1-”Building electronic objects can be an effective form of political protest.”

2-”(...)in some senses, populism can be seen as the rise of the DIY non-expert.”

This feels like a shortcut that could have many other meanings. The DIY culture could also be spreading because of a need for people to have tangible meaning to what they are doing, by pursuing very concrete work, by touching matter, for the pleasure of building physical objects…


3- “Critical and Speculative Design (Dunne & Raby) are worthwhile approaches within industrial design, but perhaps not adversarial enough to reply to contemporary populist right-wing movements (Brexit, Trump & Le Pen).“


4- “If we are living in a post-truth time, we should focus on trying to make progressive ar- guments and facts more legible and engaging to a wide and diverse audience.”

Post Truth is presented again as a given, irreversible fact.


5-”The fad of ‘Maker Culture’ is over.
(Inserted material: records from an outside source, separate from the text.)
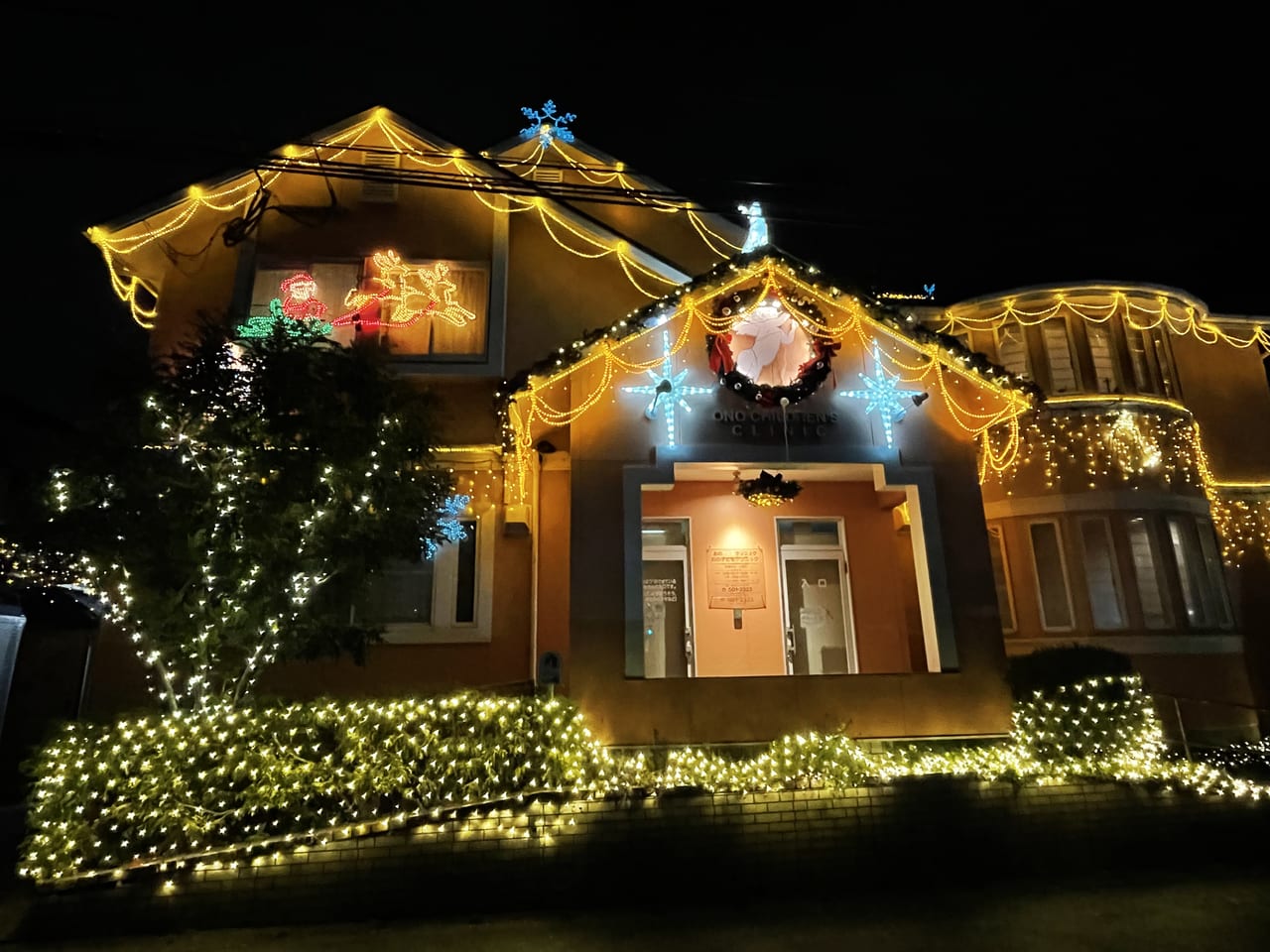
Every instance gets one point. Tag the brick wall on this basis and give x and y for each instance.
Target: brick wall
(683, 847)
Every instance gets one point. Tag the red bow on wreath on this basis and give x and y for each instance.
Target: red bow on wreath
(825, 350)
(720, 354)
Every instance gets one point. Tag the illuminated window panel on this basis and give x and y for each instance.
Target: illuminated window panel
(1058, 356)
(1055, 597)
(1199, 567)
(1001, 576)
(1106, 380)
(1012, 349)
(1101, 578)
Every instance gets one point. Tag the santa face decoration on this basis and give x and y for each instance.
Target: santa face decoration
(770, 345)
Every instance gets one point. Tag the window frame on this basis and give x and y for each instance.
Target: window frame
(1072, 361)
(1157, 570)
(1010, 327)
(1067, 579)
(997, 536)
(1116, 583)
(443, 629)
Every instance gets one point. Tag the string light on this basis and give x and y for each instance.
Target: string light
(1139, 308)
(221, 787)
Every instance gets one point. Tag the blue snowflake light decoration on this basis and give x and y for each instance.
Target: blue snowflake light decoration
(547, 125)
(884, 395)
(667, 388)
(757, 234)
(451, 511)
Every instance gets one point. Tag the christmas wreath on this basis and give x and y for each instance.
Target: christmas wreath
(722, 362)
(769, 489)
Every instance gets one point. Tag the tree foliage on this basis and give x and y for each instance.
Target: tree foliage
(239, 515)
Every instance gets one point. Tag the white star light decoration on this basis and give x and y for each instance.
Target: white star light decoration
(451, 511)
(885, 397)
(667, 386)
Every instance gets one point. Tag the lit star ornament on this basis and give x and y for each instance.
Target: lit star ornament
(547, 125)
(885, 397)
(667, 388)
(448, 524)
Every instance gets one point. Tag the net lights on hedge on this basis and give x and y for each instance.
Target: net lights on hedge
(667, 390)
(204, 789)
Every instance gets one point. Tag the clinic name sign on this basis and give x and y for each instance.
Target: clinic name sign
(774, 424)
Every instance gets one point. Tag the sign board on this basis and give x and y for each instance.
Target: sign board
(549, 667)
(734, 578)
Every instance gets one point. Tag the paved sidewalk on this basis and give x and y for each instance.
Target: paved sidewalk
(1224, 910)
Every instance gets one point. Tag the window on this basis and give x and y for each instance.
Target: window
(1199, 566)
(1146, 567)
(420, 308)
(1106, 380)
(1137, 341)
(1053, 593)
(1001, 575)
(1058, 354)
(668, 648)
(444, 599)
(1166, 373)
(1012, 348)
(1100, 574)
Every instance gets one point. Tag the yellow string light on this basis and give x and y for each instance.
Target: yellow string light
(235, 197)
(1175, 312)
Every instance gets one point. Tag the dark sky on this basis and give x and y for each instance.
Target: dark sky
(889, 158)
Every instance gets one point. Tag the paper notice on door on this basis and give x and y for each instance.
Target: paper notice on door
(734, 578)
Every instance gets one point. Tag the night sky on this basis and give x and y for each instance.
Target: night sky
(889, 162)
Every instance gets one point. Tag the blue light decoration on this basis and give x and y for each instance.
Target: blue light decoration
(668, 386)
(547, 125)
(885, 397)
(757, 234)
(448, 525)
(262, 325)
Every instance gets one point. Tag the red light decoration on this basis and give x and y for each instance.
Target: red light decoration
(300, 298)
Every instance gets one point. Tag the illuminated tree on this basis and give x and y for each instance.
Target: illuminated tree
(240, 513)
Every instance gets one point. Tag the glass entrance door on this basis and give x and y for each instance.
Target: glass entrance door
(816, 595)
(667, 602)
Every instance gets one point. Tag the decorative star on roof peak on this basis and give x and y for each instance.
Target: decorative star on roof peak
(547, 125)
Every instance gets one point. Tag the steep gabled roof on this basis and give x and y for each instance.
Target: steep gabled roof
(235, 194)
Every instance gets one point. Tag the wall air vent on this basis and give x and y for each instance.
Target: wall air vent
(381, 180)
(541, 175)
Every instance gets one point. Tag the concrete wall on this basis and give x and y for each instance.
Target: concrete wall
(675, 852)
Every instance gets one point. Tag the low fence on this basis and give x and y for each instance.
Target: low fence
(679, 848)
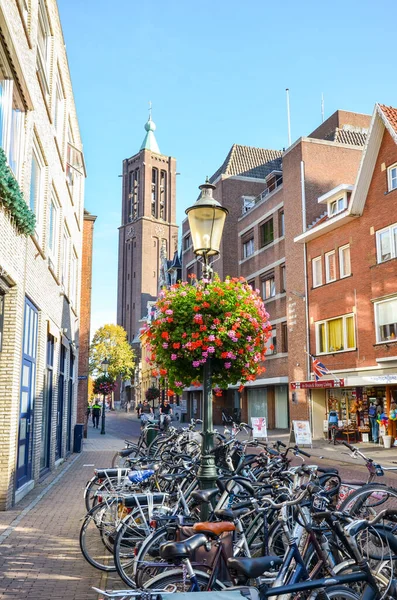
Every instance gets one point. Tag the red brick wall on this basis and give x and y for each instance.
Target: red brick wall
(85, 316)
(369, 280)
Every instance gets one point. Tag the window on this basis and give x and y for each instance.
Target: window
(337, 206)
(248, 248)
(272, 343)
(392, 177)
(267, 235)
(386, 320)
(344, 261)
(269, 288)
(281, 224)
(36, 198)
(283, 281)
(43, 47)
(317, 269)
(134, 194)
(52, 240)
(336, 335)
(59, 110)
(284, 337)
(155, 179)
(1, 319)
(73, 278)
(330, 267)
(12, 118)
(386, 243)
(65, 260)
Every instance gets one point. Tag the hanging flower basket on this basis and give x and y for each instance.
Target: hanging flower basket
(152, 394)
(104, 385)
(224, 322)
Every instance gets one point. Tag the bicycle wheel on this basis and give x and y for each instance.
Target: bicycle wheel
(97, 535)
(173, 581)
(369, 500)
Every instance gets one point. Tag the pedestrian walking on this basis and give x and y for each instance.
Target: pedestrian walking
(96, 413)
(145, 411)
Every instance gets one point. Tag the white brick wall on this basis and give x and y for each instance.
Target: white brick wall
(24, 260)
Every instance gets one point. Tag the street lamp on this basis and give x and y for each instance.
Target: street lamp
(206, 220)
(104, 367)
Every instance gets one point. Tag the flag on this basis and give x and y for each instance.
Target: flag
(319, 368)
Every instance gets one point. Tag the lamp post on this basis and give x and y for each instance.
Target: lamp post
(104, 366)
(206, 221)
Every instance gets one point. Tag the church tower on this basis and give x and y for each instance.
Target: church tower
(148, 229)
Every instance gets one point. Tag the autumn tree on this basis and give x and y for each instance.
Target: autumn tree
(110, 342)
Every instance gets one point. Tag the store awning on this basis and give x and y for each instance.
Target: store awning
(320, 384)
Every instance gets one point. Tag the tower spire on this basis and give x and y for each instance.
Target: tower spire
(150, 142)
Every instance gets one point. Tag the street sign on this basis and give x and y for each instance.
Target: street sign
(320, 384)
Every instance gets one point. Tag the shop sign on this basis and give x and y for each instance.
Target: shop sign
(259, 428)
(321, 383)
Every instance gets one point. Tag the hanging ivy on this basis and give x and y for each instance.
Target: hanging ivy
(12, 200)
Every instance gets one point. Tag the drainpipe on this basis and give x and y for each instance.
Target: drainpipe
(303, 195)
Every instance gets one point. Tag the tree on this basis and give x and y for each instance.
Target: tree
(110, 342)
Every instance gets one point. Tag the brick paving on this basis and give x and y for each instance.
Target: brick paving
(41, 557)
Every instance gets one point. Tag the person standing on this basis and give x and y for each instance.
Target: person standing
(165, 414)
(96, 413)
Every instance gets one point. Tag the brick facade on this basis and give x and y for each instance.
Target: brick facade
(45, 268)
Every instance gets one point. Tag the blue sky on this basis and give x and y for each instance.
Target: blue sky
(216, 73)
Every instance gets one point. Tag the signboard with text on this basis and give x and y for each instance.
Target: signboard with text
(320, 384)
(259, 428)
(303, 435)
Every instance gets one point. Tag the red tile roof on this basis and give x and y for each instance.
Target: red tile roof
(390, 114)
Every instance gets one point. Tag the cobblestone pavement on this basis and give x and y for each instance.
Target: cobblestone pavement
(40, 556)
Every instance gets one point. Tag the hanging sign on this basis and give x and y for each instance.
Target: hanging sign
(259, 428)
(303, 435)
(321, 383)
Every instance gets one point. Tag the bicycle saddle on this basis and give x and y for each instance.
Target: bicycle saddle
(172, 550)
(204, 495)
(214, 530)
(254, 567)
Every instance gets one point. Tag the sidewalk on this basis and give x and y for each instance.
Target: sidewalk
(40, 556)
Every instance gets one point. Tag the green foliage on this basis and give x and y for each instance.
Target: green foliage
(12, 200)
(104, 384)
(110, 342)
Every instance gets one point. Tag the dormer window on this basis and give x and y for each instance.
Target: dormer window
(392, 177)
(337, 206)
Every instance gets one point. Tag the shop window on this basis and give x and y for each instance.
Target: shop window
(267, 233)
(386, 320)
(335, 335)
(269, 287)
(248, 248)
(386, 243)
(317, 271)
(344, 261)
(330, 267)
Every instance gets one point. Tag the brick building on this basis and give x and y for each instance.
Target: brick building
(272, 197)
(148, 231)
(39, 274)
(85, 318)
(352, 282)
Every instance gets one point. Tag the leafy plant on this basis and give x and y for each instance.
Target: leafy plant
(110, 342)
(12, 200)
(104, 384)
(152, 393)
(224, 322)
Arduinos and 3D printers are fascinating things, but the larger issues of what it means to be a human or a society needs to be directly confronted.”

Why should Maker Culture not be suitable to contribute to the debate of what humans or society needs?


It is understandable to lean toward a feeling of radicality, but I couldn’t read it without being disturbed. It is not so much about nuance in the meaning of not having a clear point of view and edulcoring it, but it is about building a complex radicality.